Yukawa had followed these developments, translated Heisenberg’s paper on nuclei along with an introduction, and published it in Japan, so the problems of Heisenberg’s proposal were already clear to him. Then in 1934 Yukawa read Fermi’s theory of neutron decay, which catalyzed a new idea in Yukawa’s mind. Perhaps the nuclear force binding protons and neutrons was due not to the exchange of virtual electrons between them, but to the exchange of both the electron and the neutrino that were created when neutrons changed to protons.
Another problem immediately arose, however. Neutron decay is a result of what would become known as the weak interaction, and the force responsible for it is weak. Plugging in values for the possible force that might result between protons and neutrons by the exchange of an electron-neutrino pair made it clear that this force would be far too weak to bind them.
Yukawa then allowed himself to do what none of the others had done. He questioned why the nuclear force, if it, like QED, results from the exchange of virtual particles, had to be
due to the exchange of one or more of the particles already known or assumed to exist. Remembering how loath physicists such as Dirac and Pauli had been to propose new particles, even when they were correct, you can perhaps appreciate how radical Yukawa’s idea was. As Yukawa later described it:
At this period the atomic nucleus was inconsistency itself, quite inexplicable. And why?—because our concept of elementary particle was too narrow. There was no such word in Japanese and we used the English word—it meant proton and electron. From somewhere had come a divine message forbidding us to think about any other particle. To think outside of these limits (except for the photon) was to be arrogant, not to fear the wrath of the gods. It was because the concept that matter continues forever had been a tradition since the times of Democritus and Epicurus. To think about creation of particles other than photons was suspect, and there was a strong inhibition of such thoughts that was almost unconscious.

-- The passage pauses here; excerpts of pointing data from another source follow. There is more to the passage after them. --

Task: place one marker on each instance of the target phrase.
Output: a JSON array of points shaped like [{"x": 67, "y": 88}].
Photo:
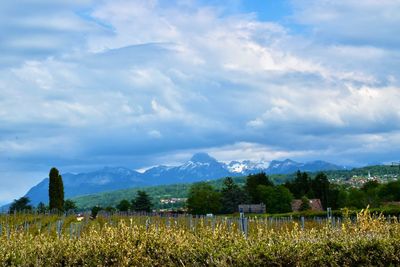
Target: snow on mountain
[{"x": 199, "y": 168}]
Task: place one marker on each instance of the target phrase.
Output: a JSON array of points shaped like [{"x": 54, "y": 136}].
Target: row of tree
[
  {"x": 204, "y": 198},
  {"x": 142, "y": 202},
  {"x": 23, "y": 204}
]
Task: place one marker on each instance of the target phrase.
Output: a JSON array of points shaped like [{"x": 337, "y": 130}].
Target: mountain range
[{"x": 200, "y": 167}]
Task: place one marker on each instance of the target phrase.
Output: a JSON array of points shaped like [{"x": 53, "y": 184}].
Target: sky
[{"x": 86, "y": 84}]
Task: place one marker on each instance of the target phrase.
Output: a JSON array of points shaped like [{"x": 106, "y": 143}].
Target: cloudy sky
[{"x": 84, "y": 84}]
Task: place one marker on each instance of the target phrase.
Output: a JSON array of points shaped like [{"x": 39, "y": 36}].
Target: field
[{"x": 50, "y": 240}]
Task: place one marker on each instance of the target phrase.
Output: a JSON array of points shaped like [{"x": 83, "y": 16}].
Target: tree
[
  {"x": 356, "y": 199},
  {"x": 231, "y": 196},
  {"x": 56, "y": 190},
  {"x": 95, "y": 210},
  {"x": 41, "y": 208},
  {"x": 20, "y": 204},
  {"x": 305, "y": 204},
  {"x": 301, "y": 185},
  {"x": 203, "y": 199},
  {"x": 277, "y": 199},
  {"x": 142, "y": 202},
  {"x": 252, "y": 182},
  {"x": 320, "y": 186},
  {"x": 69, "y": 205},
  {"x": 124, "y": 205}
]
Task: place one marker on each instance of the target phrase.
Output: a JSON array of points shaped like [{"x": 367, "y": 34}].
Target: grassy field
[{"x": 40, "y": 240}]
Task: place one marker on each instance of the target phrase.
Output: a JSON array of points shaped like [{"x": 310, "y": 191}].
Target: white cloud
[{"x": 134, "y": 81}]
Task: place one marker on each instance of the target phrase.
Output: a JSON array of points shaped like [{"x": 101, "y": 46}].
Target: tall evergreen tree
[{"x": 56, "y": 190}]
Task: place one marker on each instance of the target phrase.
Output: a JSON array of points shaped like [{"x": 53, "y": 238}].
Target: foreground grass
[{"x": 154, "y": 242}]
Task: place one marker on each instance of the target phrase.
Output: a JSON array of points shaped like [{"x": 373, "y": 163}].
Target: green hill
[
  {"x": 156, "y": 193},
  {"x": 181, "y": 190}
]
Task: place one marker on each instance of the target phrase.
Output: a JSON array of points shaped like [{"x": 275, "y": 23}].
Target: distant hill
[
  {"x": 181, "y": 190},
  {"x": 200, "y": 167}
]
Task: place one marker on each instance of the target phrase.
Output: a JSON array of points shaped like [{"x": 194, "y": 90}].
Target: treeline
[{"x": 203, "y": 198}]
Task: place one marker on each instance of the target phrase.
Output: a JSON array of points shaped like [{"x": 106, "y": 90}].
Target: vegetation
[
  {"x": 203, "y": 199},
  {"x": 21, "y": 204},
  {"x": 56, "y": 190},
  {"x": 38, "y": 240}
]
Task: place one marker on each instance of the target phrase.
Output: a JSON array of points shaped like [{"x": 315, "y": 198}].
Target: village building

One of my good physics friends has said that the only time he was able to do complicated calculations was after the birth of each of his children, when he couldn’t sleep anyway, so he stayed up and worked. Thus in October of 1934, just after the birth of his second child and unable to sleep, Yukawa realized that if the range of the strong nuclear force was to be restricted to the size of a nucleus, then any exchanged particle must be far more massive than the electron. The next morning he estimated the mass to be two hundred times the electron mass. It would have to carry an electric charge if it was to be exchanged between neutrons and protons, and it could have no spin, so as not to change the proton’s or neutron’s spin when it was absorbed or emitted.